What we want to establish is a redundant setup spread over our two availability zones. With a automatic failover when a server or a availability zone fails.
The zone hosting the HA Proxy servers is a stretch over both availability zones (network and hosting).
Requirements:
• no manual interference needed for failover
• database stays writable during failover
Need help in configuring the setup. Any config example in this regard would be helpful and validating the design .
I am attaching the High level design of what we want.
We are planning on having two HAproxy servers, one in each datacenter and in each DC a set of 2 Patroni / PostgreSQL server, where Patroni ensures the HA part, together with etcd.

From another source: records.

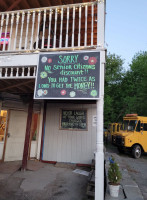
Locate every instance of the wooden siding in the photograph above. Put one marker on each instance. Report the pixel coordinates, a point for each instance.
(68, 146)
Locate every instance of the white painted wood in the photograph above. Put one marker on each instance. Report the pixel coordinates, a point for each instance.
(33, 22)
(6, 28)
(1, 149)
(16, 129)
(100, 23)
(67, 27)
(79, 33)
(11, 29)
(19, 60)
(16, 31)
(73, 27)
(61, 28)
(86, 14)
(22, 26)
(40, 131)
(99, 156)
(33, 151)
(66, 145)
(55, 27)
(44, 21)
(49, 30)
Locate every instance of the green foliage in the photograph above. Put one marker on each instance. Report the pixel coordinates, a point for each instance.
(113, 78)
(125, 92)
(114, 174)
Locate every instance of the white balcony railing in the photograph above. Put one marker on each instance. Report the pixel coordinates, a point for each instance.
(17, 72)
(50, 28)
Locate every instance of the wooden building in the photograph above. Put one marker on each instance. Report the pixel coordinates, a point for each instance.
(52, 128)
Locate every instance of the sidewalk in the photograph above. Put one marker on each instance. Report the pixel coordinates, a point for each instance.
(129, 190)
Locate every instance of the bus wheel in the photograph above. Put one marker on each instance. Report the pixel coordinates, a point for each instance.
(136, 151)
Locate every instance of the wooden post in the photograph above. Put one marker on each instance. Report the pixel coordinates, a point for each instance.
(27, 137)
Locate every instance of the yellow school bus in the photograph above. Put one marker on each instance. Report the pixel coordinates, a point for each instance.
(133, 135)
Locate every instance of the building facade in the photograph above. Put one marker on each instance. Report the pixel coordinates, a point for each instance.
(43, 114)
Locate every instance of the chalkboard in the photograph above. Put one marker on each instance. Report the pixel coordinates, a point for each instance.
(73, 119)
(68, 76)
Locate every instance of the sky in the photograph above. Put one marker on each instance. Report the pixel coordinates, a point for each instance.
(126, 28)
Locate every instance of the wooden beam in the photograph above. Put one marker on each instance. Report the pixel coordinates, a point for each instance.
(27, 137)
(43, 127)
(17, 85)
(3, 3)
(14, 4)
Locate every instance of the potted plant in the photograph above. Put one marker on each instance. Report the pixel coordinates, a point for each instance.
(114, 176)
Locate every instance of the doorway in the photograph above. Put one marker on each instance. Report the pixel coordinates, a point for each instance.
(3, 125)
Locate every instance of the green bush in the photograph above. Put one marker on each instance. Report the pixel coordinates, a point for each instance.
(114, 174)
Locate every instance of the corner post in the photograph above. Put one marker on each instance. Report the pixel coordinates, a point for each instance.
(99, 155)
(27, 137)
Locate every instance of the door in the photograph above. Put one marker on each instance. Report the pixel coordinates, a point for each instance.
(15, 135)
(3, 122)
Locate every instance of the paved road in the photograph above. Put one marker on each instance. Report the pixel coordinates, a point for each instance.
(137, 168)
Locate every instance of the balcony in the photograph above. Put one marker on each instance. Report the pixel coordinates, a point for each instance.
(66, 27)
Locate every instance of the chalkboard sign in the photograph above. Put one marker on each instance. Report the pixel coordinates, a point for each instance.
(73, 119)
(68, 76)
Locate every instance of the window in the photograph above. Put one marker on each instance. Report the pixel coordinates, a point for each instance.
(145, 127)
(138, 127)
(73, 119)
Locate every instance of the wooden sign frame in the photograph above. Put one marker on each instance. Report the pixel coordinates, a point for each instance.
(73, 129)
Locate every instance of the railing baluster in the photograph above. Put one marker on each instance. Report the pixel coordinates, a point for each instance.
(44, 21)
(55, 28)
(79, 34)
(73, 26)
(6, 70)
(61, 28)
(86, 13)
(12, 20)
(27, 29)
(49, 30)
(34, 74)
(11, 74)
(1, 72)
(28, 72)
(67, 27)
(38, 29)
(16, 31)
(92, 15)
(33, 22)
(7, 20)
(22, 71)
(17, 69)
(2, 22)
(21, 32)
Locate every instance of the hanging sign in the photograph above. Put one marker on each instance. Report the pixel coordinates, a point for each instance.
(68, 76)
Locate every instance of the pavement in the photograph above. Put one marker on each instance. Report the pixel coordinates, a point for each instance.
(41, 182)
(129, 189)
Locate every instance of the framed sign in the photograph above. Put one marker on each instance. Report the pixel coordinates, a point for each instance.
(73, 119)
(68, 75)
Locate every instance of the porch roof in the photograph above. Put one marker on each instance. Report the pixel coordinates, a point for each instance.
(9, 5)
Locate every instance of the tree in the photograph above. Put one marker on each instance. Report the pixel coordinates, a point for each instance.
(135, 85)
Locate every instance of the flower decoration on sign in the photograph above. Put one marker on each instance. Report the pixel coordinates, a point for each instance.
(43, 74)
(92, 60)
(49, 60)
(63, 92)
(40, 92)
(93, 93)
(86, 57)
(45, 92)
(72, 94)
(43, 59)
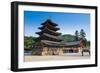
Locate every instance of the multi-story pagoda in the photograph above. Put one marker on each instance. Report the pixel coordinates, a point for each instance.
(48, 42)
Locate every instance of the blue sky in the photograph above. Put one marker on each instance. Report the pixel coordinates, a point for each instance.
(67, 22)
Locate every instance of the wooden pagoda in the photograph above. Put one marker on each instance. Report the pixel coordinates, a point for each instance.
(48, 42)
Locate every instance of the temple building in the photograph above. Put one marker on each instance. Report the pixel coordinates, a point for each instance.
(49, 41)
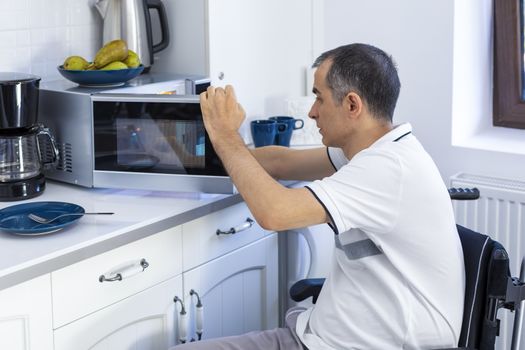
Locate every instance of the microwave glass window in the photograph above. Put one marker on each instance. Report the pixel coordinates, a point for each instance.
(153, 137)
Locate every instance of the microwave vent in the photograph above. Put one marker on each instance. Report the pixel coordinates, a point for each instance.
(64, 162)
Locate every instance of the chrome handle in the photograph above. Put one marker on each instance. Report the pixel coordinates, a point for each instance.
(244, 226)
(183, 321)
(125, 270)
(199, 315)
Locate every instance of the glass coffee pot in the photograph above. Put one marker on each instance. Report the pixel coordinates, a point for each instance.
(21, 156)
(25, 145)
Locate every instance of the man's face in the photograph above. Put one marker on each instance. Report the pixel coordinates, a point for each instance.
(327, 114)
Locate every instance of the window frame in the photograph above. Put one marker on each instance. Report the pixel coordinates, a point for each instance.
(508, 102)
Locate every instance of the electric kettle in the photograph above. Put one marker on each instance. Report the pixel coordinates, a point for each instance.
(130, 21)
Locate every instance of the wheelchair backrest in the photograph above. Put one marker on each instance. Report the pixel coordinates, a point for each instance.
(484, 277)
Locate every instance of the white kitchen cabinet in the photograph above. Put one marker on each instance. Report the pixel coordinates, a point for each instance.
(236, 277)
(25, 316)
(78, 290)
(262, 47)
(144, 321)
(239, 291)
(202, 243)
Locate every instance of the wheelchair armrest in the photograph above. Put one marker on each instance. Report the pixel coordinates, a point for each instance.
(310, 287)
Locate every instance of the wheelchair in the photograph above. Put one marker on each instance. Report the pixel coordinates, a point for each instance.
(489, 287)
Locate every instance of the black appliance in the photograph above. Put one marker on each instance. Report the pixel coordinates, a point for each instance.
(21, 136)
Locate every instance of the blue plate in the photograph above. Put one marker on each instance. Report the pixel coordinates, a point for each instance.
(14, 219)
(100, 78)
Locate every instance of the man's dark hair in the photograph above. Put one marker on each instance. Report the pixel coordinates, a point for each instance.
(367, 71)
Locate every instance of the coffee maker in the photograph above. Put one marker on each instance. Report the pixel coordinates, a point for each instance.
(22, 138)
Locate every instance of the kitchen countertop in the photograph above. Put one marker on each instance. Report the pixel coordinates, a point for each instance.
(138, 214)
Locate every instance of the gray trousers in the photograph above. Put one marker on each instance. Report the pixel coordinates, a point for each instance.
(274, 339)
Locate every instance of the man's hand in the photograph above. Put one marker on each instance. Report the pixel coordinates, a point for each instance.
(221, 112)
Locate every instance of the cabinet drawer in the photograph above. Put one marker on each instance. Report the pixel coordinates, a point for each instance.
(145, 321)
(77, 290)
(202, 243)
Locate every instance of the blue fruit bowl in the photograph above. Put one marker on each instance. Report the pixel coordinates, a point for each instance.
(100, 78)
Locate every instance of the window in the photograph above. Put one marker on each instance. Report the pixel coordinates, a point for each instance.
(509, 82)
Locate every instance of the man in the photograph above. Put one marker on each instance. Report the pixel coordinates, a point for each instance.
(397, 279)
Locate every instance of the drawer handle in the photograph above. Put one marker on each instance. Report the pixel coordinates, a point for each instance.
(199, 315)
(183, 320)
(244, 226)
(124, 271)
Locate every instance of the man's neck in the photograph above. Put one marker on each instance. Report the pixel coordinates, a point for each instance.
(364, 136)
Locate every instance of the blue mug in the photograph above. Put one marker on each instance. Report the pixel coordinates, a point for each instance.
(264, 131)
(283, 139)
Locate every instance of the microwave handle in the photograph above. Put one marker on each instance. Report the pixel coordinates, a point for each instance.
(195, 87)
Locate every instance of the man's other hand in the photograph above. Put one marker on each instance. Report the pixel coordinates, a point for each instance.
(221, 112)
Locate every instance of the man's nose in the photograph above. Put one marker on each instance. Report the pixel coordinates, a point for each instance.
(313, 113)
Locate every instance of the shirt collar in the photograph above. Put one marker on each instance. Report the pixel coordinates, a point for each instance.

Need help in validating the design and how to configure the setup ,especially replication among intrasite and intersite postgres nodes.
@Ishan_Chawla
You can setup the Standby Cluster on other DC [DC2] which will be syncing asynchronously from the Primary Cluster [DC1] although for the failover you have to rely on the manual approach as automatic promotion is not possible across the DC.
https://patroni.readthedocs.io/en/latest/ha_multi_dc.html#asynchronous-replication
Well if you use a single cluster(Primary) while the nodes allocated over different DC/Network then you can achieve such automatic failover thingy.
https://patroni.readthedocs.io/en/latest/ha_multi_dc.html#synchronous-replication
You have to remove the **standby cluster changes ** from the stand-by configuration - /etc/patroni/cluster2-0.yml in order to perform the manual failover.
-standby_cluster:
- host: xxx
- port: 5432
- primary_slot_name: standbyclust
The point is doing such failover especially from one network/zone to another could to lead to performance issues, network instability or replication lag/stall data problem. The stand-by should be consider for a disaster recovery scenario.
Are you considering using the stand-By[DC2] for some traffic or it is just for the DR solution ?
The other layers Haproxy/VIP should work fine if they able to recognize the DC2 once the Stand-by Promoted to Primary Leader.
Note - If your application belongs to different network/DC then the latency problem could arise while connecting to the DC2 so take this also in the consideration. If you have the application deployed on same DR then this would not be a blocker.